Both of these concepts are vital to this chapter and this book. The problem they are referring to is a gap that exists between our ability to define what is relevant information and how to monetize it. We show you how to close this gap through our Analytical Cycle, the focus of this chapter, and Decision Architecture, a methodology comprising Decision Analysis, Agile Analytics, and Monetization Strategy.

The Analytical Cycle provides you with a frame of reference on how to solve analytical problems. The journey starts with the business problem statement and questions you ask yourself as you try to understand how to create an opportunity to monetize. Next, we discuss diagnostics, which is the problem solving that occurs as you look for decisions to make to capture the opportunity. Lastly, we focus on making our solution actionable and measuring our results. This process is enabled through data and informed by the user of the information and the analytical maturity of the organization. Let's start with an overview of the Analytical Cycle.

Analytical Cycle Overview

As we mentioned in Chapter 1, decisions are often impeded by our personal biases and noise. To raise the level and quality of your decisions, it makes sense to empower your managers with the collective wisdom (best practices) of the organization and provide diagnostic tools with algorithms to make better decisions. When we rely on managers to learn on the job and develop a “gut” instinct for the decisions through learned experiences, we expose ourselves to many traps such as cognitive bias. There is an abundance of evidence that supports this statement and points to the need for a fact-based decision process powered by analytics.

An example of this is from one of the most famous individuals in history, Sir Isaac Newton. In the early eighteenth century, the South Sea Company was granted a monopoly on trade in the South Seas in exchange for assuming England's war debt. The idea that the company had a monopoly was of obvious appeal to investors and the company's stock began a six-month explosive run. Newton got into the investment early and saw his stock nearly double, at which point he decided to exit with a nice return. The stock continued to climb and Newton, feeling that he was missing out while his friends were getting rich, decided to reenter the investment at astronomical prices only to lose the bulk of his life savings. This prompted him to say famously, “I can calculate the movement of stars, but not the madness of men.”

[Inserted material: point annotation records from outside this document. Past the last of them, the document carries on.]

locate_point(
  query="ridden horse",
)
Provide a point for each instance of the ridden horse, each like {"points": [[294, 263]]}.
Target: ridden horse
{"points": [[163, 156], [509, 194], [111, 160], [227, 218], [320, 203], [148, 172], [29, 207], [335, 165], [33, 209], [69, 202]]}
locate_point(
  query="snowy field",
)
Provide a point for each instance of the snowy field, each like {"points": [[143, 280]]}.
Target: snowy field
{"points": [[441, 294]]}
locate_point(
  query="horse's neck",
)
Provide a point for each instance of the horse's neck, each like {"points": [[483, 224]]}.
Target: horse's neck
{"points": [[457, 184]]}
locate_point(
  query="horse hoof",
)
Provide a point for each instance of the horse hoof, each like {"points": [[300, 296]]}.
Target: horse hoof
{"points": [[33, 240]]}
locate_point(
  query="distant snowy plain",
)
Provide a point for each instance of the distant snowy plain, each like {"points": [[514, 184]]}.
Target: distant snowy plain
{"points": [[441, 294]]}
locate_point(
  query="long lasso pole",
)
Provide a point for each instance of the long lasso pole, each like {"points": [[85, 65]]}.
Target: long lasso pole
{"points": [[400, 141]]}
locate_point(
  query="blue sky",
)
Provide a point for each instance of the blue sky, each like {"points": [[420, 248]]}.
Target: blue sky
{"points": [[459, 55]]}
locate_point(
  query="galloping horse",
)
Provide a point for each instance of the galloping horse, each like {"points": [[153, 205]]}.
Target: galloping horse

Making decisions based on gut feel, intuition, or emotion leaves you vulnerable to the cognitive biases we all carry around with us. In the case of Newton, it was an emotional decision based on the fear of missing out while his friends got rich. In the Decision Theory chapter (Chapter 8), we cover a full range of biases that you need to be aware of as you build out your analytical solutions. For now, let's look at an approach to making quality decisions.

Making a quality decision is harder than ever before. We are flooded with information and are expected to synthesize this information into quality decisions in order to drive results. The first step on our path to utilizing this information is to distill it into what is accurate and relevant for our organization and job function. Once we have more accurate and relevant information, the next step is to diagnose or spot an opportunity in order to make a quality decision. With a better decision, we get higher quality actions that we can execute on to capitalize on an opportunity. The higher quality actions, the better our results and measurements. We are able to take these measurements as information to inform our next decision, and the cycle continues. Figure 2.1 depicts this concept.

Figure not available.

Figure 2.1 Analytical Cycle

We refer to this virtuous cycle as the Analytical Cycle, which is broken down into four components: Inform > Diagnose > Action > Measure. The foundation for the entire process is data, and we should probably stress, quality data. Figure 2.2 is an abstracted version of the Analytical Cycle.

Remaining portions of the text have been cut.